Especially now that Donald Trump is Fifa president Gianni Infantino’s new best friend – I mean what the hell was he doing at the Gaza peace deal conference in Egypt? – we can be sure that next year’s World Cup in the US will all be about Trump Trump Trump, and money money money. Check out the ticket prices if you have time, then take out a mortgage.
Of course football plays a big part in the lives of billions of people, and the Premier League is a gigantic global brand and a big contributor to our soft power which, post Brexit, we need more than ever.
But there is another sport whose economic and soft power assets perhaps don’t get the attention they deserve… cricket. Here are two quiz questions for you, courtesy of a very enjoyable lunch with Richard Thompson, chairman of the England and Wales Cricket Board.
What sporting event in the US attracted the biggest global TV audience last year? And what sporting event in Australia recently sold out bigger and faster than Taylor Swift?
Answer to Q1: No, not the Super Bowl. It was the Cricket World Cup clash in New York City, between India and Pakistan. Almost 400 million tuned in, dwarfing the Super Bowl’s 190 million.
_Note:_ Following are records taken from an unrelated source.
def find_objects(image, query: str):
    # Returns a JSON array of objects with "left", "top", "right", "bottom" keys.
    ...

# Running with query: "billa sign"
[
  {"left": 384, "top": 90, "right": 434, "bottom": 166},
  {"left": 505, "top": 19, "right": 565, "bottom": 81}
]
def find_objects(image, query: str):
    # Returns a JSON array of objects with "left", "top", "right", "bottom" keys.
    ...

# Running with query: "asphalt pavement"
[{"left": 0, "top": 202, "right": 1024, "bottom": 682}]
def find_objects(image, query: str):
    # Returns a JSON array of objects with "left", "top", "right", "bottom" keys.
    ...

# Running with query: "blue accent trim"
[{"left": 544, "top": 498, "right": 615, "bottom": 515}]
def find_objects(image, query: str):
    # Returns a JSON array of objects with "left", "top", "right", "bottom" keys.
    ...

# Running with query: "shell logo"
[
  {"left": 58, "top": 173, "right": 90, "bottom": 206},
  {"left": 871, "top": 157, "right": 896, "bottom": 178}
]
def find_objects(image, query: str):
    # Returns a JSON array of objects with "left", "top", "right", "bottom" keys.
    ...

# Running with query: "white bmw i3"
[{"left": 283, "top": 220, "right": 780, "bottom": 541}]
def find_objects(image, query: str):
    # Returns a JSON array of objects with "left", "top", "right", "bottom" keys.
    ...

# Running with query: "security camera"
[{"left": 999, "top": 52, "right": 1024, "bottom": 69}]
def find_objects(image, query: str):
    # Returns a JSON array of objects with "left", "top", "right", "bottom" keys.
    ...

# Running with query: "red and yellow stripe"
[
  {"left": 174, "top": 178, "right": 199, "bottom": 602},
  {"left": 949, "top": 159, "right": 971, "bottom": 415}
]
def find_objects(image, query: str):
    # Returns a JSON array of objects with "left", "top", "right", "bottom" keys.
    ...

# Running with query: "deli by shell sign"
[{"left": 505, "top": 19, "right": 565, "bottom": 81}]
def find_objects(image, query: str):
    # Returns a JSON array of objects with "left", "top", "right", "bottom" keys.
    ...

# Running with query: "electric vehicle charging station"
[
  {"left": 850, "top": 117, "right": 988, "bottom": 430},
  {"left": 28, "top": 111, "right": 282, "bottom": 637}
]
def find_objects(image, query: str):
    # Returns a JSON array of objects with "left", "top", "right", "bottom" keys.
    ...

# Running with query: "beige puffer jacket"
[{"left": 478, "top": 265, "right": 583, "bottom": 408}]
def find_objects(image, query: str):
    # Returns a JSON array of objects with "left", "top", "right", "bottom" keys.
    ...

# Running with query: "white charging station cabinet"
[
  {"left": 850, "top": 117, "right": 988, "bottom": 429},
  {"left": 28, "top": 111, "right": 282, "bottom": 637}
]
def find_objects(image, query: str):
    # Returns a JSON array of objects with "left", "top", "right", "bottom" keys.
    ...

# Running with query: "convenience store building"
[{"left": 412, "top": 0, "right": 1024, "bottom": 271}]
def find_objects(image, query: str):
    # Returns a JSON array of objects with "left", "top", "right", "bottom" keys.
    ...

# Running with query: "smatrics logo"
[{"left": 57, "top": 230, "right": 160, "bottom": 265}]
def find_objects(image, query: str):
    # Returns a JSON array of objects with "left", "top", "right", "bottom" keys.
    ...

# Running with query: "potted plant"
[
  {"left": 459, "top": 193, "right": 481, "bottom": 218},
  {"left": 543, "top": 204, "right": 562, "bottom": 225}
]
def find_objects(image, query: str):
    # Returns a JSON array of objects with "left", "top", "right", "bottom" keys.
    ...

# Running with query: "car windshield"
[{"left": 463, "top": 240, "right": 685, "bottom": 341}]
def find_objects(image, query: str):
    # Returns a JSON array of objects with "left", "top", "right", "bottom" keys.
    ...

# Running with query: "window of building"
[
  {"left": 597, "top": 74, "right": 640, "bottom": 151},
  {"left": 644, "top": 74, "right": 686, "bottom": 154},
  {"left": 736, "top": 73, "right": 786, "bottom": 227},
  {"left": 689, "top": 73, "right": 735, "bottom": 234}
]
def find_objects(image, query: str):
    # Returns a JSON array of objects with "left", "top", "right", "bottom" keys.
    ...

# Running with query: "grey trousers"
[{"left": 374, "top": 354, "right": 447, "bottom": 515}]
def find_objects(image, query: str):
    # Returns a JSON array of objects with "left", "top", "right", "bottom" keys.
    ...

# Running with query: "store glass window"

The passion for cricket in India, Pakistan, Sri Lanka and Bangladesh is such that there is a growing concern about the shortage of willow trees, the wood from which bats are made.
Answer to Q2: the upcoming Ashes series between England and Australia… 220,000 tickets sold in one day, more than any single day sales for TayTay. Get this… there are five five-day Tests and every single one of the 25 days is now completely sold out. Taylor Swift sold 600,000 tickets on the Australian leg of her tour – the Ashes will top that.
Most of us will be following on TV, or via the peerless Test Match Special on BBC radio. But – so far – 62,000 people are booked to travel from England to Australia for the tour. I doubt very much that as many England football fans will be heading to the States for the World Cup. Scotland, on the other hand!!
Tim Smit, creator of the brilliant Eden Project, was sitting alongside me on a panel at the Blue Earth Summit, chaired by 23-year-old Debra Nelson. I was there to promote the work of the Lost Boys Taskforce, which is trying to get government and public to focus on the importance of every teenage boy having a Trusted Adult outside the family. Tim was also keen to talk about how we address inter-generational inequality.
Asked by Debra for our closing words of wisdom, I urged anyone who was not already a Trusted Adult to someone other than their children to become one. Tim, at 71 three years older than me, had a message more directly aimed at our generation. “To all older people, I say: STOP BEING OLD.”
He did not mean take anti-ageing pills. He meant whatever your age, stay curious, surround yourself with young people, stop moaning, stop thinking “everything was better in our day” and do more to help the next generation. Brilliant.
Celebrity Traitors can be added to the long list of reality TV shows in which I have been invited to appear, but declined. And I confess that I have never watched it. However, I understand it was as a result of one of the contestants letting out an accidental fart that Radio 5 Live’s Nicky Campbell decided to do an hour-long phone-in on farting.
There was a serious angle to it, related to diet and disease, such as Crohn’s and ulcerative colitis, a condition which I had for several years and which thankfully has been banished. But there were also a lot of laughs, farting being a subject which, as Nicky said, reduces us all to nine-year-olds.
It was hugely educational. Women fart more than men, revealed Stefan Gates, the author of Fartology. Dogs fart more than cats. The fartiest fish is the humble herring. The Portuguese man o’ war doesn’t have an anus.
I listened while driving north for a day out in Doncaster with Labour MP Ed Miliband, ahead of Burnley’s 2-0 win in the big game against Leeds. The time sped by. Worth the licence fee for that hour alone.